Sancho de Tovar e Silva was born to an old noble house of Castilian origin, dating back to the first centuries of the Iberian Reconquista.

He was the son of Pedro de Tovar (1509–1567), Vedor da Fazenda (Overseer of Finances) of Portuguese India, and his wife Brites de Oliveira e Silva, daughter of the Lords of Oliveira . His paternal grandfather was Sancho de Tovar, the Castilian-born navigator and explorer who took part in the discovery of Brazil.

From 1572 onwards, Tovar e Silva held the position of Copeiro-mór (Master of Ceremonies) at the royal court in Lisbon, and around that time he became Lord of the Honour of Molelos by marriage to Maria da Veiga e Nápoles, a wealthy heiress descended from a cadet branch of the royal house of Anjou.
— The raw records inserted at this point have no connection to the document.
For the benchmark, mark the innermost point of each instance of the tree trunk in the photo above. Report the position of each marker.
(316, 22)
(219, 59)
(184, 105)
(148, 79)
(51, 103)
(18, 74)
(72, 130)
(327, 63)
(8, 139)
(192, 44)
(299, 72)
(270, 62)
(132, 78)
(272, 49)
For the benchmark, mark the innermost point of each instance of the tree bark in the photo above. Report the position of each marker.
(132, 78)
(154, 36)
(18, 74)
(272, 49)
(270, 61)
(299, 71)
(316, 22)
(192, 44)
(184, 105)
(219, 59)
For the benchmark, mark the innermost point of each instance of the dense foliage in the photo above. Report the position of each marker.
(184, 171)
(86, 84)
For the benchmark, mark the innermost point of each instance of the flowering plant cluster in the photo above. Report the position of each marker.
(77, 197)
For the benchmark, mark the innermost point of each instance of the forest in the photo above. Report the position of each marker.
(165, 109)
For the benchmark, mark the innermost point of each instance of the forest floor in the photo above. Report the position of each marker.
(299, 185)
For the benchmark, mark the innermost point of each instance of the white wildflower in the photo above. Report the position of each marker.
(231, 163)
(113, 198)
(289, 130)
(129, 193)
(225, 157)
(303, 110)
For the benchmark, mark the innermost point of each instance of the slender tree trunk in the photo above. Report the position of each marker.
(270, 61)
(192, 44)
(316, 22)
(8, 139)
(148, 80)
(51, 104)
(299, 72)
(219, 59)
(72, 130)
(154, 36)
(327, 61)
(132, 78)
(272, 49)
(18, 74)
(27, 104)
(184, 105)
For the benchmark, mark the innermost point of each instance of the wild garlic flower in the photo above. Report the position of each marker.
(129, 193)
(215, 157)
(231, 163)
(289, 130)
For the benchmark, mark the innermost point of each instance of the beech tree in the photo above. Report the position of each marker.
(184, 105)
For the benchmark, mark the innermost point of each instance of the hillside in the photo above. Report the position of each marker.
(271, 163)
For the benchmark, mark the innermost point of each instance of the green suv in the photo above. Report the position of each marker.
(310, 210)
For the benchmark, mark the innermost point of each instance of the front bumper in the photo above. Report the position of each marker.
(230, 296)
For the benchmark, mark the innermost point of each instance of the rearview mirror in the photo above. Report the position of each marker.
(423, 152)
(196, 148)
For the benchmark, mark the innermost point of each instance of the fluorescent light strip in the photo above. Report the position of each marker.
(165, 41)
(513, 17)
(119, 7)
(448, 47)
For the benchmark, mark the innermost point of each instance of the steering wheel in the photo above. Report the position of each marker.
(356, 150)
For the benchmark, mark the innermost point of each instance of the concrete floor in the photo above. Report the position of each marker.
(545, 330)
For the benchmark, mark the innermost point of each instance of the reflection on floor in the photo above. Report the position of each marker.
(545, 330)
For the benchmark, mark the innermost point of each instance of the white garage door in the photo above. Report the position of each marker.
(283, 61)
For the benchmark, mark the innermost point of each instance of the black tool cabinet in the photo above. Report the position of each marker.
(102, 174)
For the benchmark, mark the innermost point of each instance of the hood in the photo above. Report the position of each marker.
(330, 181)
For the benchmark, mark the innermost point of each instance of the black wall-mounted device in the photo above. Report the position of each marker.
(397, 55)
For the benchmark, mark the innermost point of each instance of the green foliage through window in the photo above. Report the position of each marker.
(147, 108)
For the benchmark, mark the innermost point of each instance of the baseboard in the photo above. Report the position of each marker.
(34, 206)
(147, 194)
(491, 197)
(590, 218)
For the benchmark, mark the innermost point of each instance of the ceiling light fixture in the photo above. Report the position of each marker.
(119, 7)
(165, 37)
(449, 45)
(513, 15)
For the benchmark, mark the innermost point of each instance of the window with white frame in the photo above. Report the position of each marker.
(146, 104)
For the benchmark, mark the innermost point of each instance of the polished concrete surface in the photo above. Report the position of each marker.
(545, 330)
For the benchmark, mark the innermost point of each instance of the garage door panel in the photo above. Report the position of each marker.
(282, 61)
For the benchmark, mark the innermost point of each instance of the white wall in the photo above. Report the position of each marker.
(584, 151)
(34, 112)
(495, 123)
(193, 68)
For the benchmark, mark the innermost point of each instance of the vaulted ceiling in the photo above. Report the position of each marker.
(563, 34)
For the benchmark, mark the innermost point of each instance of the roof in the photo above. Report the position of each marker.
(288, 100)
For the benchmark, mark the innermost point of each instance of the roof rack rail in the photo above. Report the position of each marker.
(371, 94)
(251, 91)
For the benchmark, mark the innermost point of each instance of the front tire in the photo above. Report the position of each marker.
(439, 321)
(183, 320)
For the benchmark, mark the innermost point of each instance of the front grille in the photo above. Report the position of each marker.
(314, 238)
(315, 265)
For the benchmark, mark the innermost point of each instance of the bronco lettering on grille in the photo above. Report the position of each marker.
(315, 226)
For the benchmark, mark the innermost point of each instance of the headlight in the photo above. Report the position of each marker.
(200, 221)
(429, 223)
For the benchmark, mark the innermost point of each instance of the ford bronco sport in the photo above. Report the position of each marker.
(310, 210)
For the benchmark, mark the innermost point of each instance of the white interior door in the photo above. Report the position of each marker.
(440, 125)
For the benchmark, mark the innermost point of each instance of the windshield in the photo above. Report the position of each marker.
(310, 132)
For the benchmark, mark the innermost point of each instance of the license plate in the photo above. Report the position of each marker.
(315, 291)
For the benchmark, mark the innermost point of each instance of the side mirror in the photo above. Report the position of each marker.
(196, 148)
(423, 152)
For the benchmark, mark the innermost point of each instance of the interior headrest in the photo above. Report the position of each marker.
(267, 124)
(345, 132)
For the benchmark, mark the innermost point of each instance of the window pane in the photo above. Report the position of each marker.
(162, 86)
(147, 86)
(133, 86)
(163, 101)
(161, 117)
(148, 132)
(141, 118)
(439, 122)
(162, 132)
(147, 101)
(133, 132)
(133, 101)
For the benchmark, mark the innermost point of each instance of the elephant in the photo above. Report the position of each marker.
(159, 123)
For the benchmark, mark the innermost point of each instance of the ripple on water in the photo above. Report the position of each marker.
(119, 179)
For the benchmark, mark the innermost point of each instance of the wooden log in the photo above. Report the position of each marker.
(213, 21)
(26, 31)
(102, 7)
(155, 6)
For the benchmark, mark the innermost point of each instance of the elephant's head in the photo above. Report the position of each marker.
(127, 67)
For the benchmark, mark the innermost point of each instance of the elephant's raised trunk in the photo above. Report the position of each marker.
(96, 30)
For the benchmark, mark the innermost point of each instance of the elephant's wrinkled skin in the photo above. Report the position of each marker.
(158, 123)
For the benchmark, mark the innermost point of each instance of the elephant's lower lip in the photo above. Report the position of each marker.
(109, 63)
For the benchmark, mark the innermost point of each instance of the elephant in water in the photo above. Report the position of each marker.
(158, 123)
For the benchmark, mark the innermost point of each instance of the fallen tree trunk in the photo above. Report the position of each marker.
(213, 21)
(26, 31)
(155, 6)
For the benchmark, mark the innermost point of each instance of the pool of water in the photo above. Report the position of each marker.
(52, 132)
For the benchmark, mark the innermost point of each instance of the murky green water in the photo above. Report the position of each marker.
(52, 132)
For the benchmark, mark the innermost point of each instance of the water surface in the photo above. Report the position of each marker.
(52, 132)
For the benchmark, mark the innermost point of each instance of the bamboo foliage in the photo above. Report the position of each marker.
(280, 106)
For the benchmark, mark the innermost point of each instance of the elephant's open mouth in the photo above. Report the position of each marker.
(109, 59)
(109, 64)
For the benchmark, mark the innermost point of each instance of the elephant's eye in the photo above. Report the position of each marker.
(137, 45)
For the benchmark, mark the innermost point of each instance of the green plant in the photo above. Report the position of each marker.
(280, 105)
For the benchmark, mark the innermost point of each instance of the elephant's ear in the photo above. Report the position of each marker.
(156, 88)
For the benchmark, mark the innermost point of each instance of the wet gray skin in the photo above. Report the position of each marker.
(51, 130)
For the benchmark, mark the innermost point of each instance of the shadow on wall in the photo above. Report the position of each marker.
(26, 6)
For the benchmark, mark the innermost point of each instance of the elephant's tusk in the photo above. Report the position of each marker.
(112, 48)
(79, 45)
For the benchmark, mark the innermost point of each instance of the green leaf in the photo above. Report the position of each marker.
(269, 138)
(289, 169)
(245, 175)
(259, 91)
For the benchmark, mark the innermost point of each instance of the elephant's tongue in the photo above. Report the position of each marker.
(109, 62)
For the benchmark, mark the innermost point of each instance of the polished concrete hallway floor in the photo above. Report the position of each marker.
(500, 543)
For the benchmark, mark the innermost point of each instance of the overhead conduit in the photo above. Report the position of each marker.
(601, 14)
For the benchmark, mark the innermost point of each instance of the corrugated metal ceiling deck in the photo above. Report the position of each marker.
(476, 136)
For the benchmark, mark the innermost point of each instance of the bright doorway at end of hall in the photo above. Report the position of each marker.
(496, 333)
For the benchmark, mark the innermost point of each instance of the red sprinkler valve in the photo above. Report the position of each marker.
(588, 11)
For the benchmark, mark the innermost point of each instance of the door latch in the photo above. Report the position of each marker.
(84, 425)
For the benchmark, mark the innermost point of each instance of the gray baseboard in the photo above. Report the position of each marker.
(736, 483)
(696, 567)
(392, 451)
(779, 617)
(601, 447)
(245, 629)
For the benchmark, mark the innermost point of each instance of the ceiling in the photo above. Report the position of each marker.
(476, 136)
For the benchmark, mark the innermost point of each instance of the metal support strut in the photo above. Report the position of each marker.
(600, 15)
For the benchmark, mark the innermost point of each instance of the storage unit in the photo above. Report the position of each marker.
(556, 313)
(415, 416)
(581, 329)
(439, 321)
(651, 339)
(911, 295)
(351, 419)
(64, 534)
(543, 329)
In 1578, together with most of the courtesan nobility, he accompanied the 24-year-old king Sebastian in his attempted Moroccan crusade, having been one of the few aristocrats to survive the encounter that opposed the Portuguese army to that of the sultan Abu Marwan Abd al-Malik I on the morning of August 4. He was, nevertheless, severely injured: according to 18th century genealogist Felgueiras Gayo, he returned covered in wounds, and contemporary authors record that he lost his right arm or hand in the battle.

In 1622 Sancho was appointed governor of Diu on behalf of Philip III of Portugal in and later held the honorary position of Almirante-mór (Chief Admiral) of the Portuguese navy.

He died in his Paço (Palace) of Molelos, at the age of 78, supposedly murdered by a disgruntled servant whom he had caught stealing (and subsequently fired) a few days before.